Following what some have found to be an unsatisfactory ISP experience, Bulldog's customers have a new supplier
Written by David Meyer, Contributor and  Graeme Wearden, Contributor

Long-suffering Bulldog subscribers now know who they've been sold to.

The Internet service provider's (ISP) remaining retail and small business customers have been acquired — at a fraction over £100 each — by the rapidly expanding Pipex, which has also announced a wholesale deal to let it piggyback off Cable & Wireless local loop unbundling (LLU) connections.

Cable & Wireless is the former owner of Bulldog, having acquired it in 2004 for £18.6m.

Pipex chief executive Mark Read admitted to ZDNet UK that his company would have had to pay a lot more for Bulldog's customer base if taking on the troubled ISP was a more attractive task.

"Pipex has taken on many challenges in the past. If it wasn't as much of a challenge, then Cable & Wireless might not want to sell, and if they did it would cost a lot more," he said on Thursday.

Read said that existing customers would remain on "Bulldog, powered by Pipex", but new customers would go straight onto a Pipex connection if the company had unbundled their exchange.

He also denied that there would be even short-term disruption for Bulldog's customers in the switchover.

LLU allows companies other than BT to install their own equipment in a BT exchange, which lets them offer their own wholesale telecoms services.

"We had a good look at [Bulldog] before we bought them," said Read. "Billing has been a problem, but we think they've now got a grip on most issues and we will clear out the rest.  The equipment in the exchanges is good stuff, from Marconi. Perhaps Bulldog over-promised in the past, but we think the billing issue is now cracked."

Pipex has also acquired IDT Telecom's Toucan ISP, which gives it 185,000 customers, for £24m.
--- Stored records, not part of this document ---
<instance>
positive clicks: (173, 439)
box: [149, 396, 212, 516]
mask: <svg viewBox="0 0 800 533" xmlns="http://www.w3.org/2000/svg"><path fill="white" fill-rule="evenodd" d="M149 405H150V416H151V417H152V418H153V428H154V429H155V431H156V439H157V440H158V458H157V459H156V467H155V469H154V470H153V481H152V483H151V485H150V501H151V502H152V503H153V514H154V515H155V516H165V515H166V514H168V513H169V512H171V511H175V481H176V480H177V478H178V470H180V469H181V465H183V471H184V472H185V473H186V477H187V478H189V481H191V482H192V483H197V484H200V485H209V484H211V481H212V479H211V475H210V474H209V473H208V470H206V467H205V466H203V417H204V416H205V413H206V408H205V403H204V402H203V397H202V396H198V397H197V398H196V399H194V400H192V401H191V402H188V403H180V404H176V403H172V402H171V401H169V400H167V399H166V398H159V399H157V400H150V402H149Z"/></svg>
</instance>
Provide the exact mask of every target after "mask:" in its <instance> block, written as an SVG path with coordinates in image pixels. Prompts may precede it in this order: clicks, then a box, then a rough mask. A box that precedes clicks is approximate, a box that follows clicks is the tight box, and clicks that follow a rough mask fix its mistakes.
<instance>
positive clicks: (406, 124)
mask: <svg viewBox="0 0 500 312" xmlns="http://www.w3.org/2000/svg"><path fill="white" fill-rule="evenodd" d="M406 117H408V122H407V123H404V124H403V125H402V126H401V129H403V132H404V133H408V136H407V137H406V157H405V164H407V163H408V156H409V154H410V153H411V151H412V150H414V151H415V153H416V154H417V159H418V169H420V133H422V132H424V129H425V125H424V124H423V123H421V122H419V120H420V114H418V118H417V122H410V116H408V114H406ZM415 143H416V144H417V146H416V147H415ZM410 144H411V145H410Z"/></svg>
Bulldog's 110,000 customers cost it £12m, which brings its total voice and broadband customer base to 1.14 million subscribers.

Cable&Wireless was prompted to exit the broadband market after players such as Carphone Warehouse, Orange and BSkyB started offering so-called "free broadband" as part of fixed-mobile-broadband triple-play packages, although Bulldog has long suffered from customer dissatisfaction over issues such as billing.

As the Toucan purchase brings a fixed-line and mobile businesses, Pipex has now also become a "triple-player".